L’artwork dell’album anticipa la musica: la copertina ritrare una figura femminile vestita di nero lungo la riva del fiume Thames, in una radura dell’Oxfordshire. Impossibile non vedere in questa raffigurazione un messaggio tutt’altro che solare, con una sagoma a metà tra una strega dei boschi e un fantasma (per non parlare del casolare alle sue spalle, degno del migliore Sam Raimi…).
Se l’esterno del disco è decisamente oscuro, l’interno fa un passo oltre: uno sfondo nero su cui si staglia una croce rovesciata dentro cui è riportato un poema che mette in forma scritta lo stesso pathos visto finora.
E in tutto ciò, ben si innesta la title track che apre l’album, con il suo ritmo lento e ossessivo, la chitarra di Tony Iommi dilatata e dal suono cupo, enorme, al contrario della voce di Ozzy, chiara e a tratti stridente, che intona una cantilena da brividi.
Facile immaginare il perché sin dall’inizio la band venne associata al satanismo, per quanto poi, soprattutto con album come Master of Reality (nel quale i testi celebrano la salvezza dell’anima e non la sua condanna), abbia cercato di spostare decisamente l’ago della bilancia.

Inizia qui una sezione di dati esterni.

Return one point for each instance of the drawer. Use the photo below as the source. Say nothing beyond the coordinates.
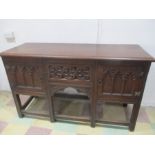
(75, 72)
(120, 81)
(24, 74)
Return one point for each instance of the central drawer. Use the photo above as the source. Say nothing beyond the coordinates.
(73, 72)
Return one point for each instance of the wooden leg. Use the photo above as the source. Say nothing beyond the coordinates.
(18, 104)
(51, 109)
(93, 113)
(134, 116)
(125, 105)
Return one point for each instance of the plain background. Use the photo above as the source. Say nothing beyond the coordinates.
(100, 31)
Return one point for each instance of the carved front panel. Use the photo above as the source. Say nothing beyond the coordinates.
(120, 80)
(69, 72)
(23, 75)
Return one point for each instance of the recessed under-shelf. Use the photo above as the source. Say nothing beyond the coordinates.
(79, 110)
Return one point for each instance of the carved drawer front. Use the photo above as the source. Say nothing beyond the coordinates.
(120, 80)
(69, 72)
(26, 75)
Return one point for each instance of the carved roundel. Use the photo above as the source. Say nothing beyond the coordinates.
(69, 72)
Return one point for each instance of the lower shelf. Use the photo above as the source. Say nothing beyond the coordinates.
(79, 110)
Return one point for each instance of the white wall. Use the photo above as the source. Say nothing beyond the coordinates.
(83, 31)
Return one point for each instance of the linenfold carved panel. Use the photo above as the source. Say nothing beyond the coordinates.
(24, 75)
(69, 72)
(120, 80)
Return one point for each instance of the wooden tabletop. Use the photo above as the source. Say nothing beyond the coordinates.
(80, 51)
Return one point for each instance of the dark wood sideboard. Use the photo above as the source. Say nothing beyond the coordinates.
(96, 73)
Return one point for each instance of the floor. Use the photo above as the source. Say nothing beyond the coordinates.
(10, 124)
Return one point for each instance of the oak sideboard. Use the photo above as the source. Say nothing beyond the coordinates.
(79, 76)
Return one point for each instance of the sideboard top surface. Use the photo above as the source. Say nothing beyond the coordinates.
(80, 51)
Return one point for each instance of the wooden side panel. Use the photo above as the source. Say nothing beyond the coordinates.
(24, 73)
(120, 79)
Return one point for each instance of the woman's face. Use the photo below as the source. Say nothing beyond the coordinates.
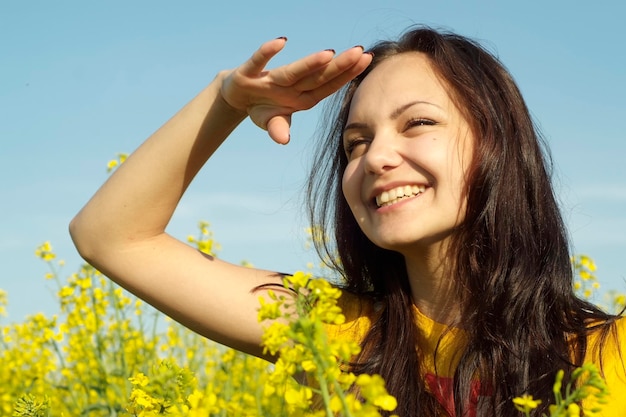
(409, 150)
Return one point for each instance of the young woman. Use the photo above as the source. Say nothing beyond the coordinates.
(435, 191)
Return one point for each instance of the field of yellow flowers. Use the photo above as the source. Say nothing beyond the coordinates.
(107, 354)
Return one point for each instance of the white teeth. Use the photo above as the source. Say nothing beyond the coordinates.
(387, 198)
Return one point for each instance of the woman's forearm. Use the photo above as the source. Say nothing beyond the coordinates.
(139, 199)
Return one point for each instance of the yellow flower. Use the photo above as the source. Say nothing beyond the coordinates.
(525, 403)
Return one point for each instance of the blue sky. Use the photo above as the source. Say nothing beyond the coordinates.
(82, 81)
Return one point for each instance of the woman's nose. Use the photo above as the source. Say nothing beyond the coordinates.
(382, 155)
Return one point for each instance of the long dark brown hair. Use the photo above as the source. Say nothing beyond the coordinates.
(510, 256)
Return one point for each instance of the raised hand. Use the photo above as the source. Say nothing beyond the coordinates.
(270, 97)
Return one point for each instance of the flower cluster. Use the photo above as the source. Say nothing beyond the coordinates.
(297, 314)
(586, 387)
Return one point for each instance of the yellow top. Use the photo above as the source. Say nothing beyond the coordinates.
(358, 320)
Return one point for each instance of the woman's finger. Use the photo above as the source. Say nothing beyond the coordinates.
(278, 128)
(290, 74)
(259, 59)
(336, 67)
(319, 93)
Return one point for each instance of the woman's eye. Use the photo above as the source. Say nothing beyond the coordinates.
(355, 147)
(420, 122)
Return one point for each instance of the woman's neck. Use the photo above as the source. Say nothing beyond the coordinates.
(432, 288)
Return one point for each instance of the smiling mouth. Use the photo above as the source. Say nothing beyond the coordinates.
(387, 198)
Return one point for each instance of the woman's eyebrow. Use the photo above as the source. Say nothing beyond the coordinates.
(393, 116)
(397, 112)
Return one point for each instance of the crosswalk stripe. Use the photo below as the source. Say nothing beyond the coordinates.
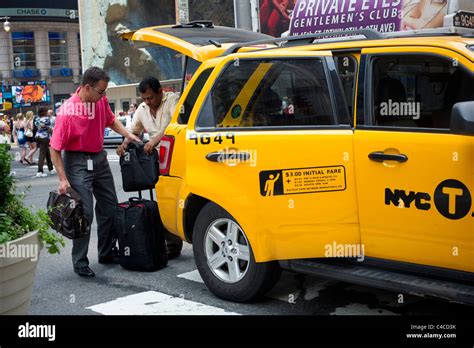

Ma al di là delle ciance bigotte, quello che è subito chiaro è che nel panorama rock è nata una band destinata a cambiare la storia e a fondare uno stile musicale del tutto nuovo. Stile che ancora oggi è alla base della nascita di altre derivazioni rock ed heavy metal.
Un album dopo l’altro, da quel giorno, i Black Sabbath conquisteranno il mondo e entreranno di diritto nell’Olimpo del Rock (o nell’inferno, se preferite…).